Kotsis Thomas, Christoforou Panagitsa
Vascular Unit, 2nd Clinic of Surgery, Aretaieion Hospital, Medical School, National and Kapodistrian University of Athens, Athens, Greece.
Vasc Specialist Int. 2020 Mar 31;36(1):38-44. doi: 10.5758/vsi.2020.36.1.38.

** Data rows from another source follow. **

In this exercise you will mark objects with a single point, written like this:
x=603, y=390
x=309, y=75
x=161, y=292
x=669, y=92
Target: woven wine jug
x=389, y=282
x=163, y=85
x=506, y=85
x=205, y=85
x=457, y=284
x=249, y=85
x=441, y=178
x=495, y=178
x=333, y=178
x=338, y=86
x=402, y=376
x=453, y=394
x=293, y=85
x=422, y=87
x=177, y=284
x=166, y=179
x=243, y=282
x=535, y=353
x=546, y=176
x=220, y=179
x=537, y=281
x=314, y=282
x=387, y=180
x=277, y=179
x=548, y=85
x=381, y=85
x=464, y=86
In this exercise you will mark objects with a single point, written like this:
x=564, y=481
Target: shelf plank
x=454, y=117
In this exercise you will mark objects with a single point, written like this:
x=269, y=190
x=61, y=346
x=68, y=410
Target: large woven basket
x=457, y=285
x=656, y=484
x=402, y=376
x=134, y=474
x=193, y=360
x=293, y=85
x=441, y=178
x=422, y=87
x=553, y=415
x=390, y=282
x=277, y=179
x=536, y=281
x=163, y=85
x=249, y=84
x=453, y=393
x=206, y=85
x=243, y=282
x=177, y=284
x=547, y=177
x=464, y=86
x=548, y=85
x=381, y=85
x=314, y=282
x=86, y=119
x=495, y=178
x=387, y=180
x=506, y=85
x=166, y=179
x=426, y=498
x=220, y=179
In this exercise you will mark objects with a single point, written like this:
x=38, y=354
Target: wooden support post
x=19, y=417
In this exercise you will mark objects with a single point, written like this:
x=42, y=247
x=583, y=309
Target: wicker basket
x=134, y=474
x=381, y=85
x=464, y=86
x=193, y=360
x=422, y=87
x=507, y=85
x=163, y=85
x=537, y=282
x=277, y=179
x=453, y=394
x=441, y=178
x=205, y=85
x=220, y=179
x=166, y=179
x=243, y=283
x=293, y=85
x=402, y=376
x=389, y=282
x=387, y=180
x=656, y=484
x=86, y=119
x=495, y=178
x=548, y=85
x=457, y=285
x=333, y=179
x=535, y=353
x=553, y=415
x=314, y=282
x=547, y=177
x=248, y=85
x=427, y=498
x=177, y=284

There is a lack of guidelines concerning common carotid artery (CCA) occlusive disease in the presence of a patent internal carotid artery (ICA). A novel surgical technique that disobliterates an occluded CCA was successfully performed in three cases. The detailed surgical steps are presented herein. After proximal division of the CCA behind the sternoclavicular junction, the occluded CCA was endarterectomized via antegrade ring stripping. After removal of the atheromatous core, the CCA was everted, and the wall remnants were cleaned under direct vision. Simultaneous eversion endarterectomy of the ICA was performed when necessary. After reversion of the CCA, it was transposed and anastomosed to the ipsilateral subclavian artery distal to the orifice of the vertebral artery. This novel technique can be used in selected cases by experienced surgeons.
目前缺乏关于存在通畅颈内动脉(ICA)时颈总动脉(CCA)闭塞性疾病的指南。一种使闭塞的CCA再通的新型手术技术在三例患者中成功实施。本文介绍详细的手术步骤。在锁骨胸锁关节后方近端切断CCA后,通过顺行环状剥离对闭塞的CCA进行内膜切除术。去除粥样硬化核心后,将CCA外翻,并在直视下清理血管壁残余物。必要时同时对ICA进行外翻内膜切除术。CCA复位后,将其移位并与椎动脉开口远端的同侧锁骨下动脉进行吻合。这种新技术可供经验丰富的外科医生在特定病例中使用。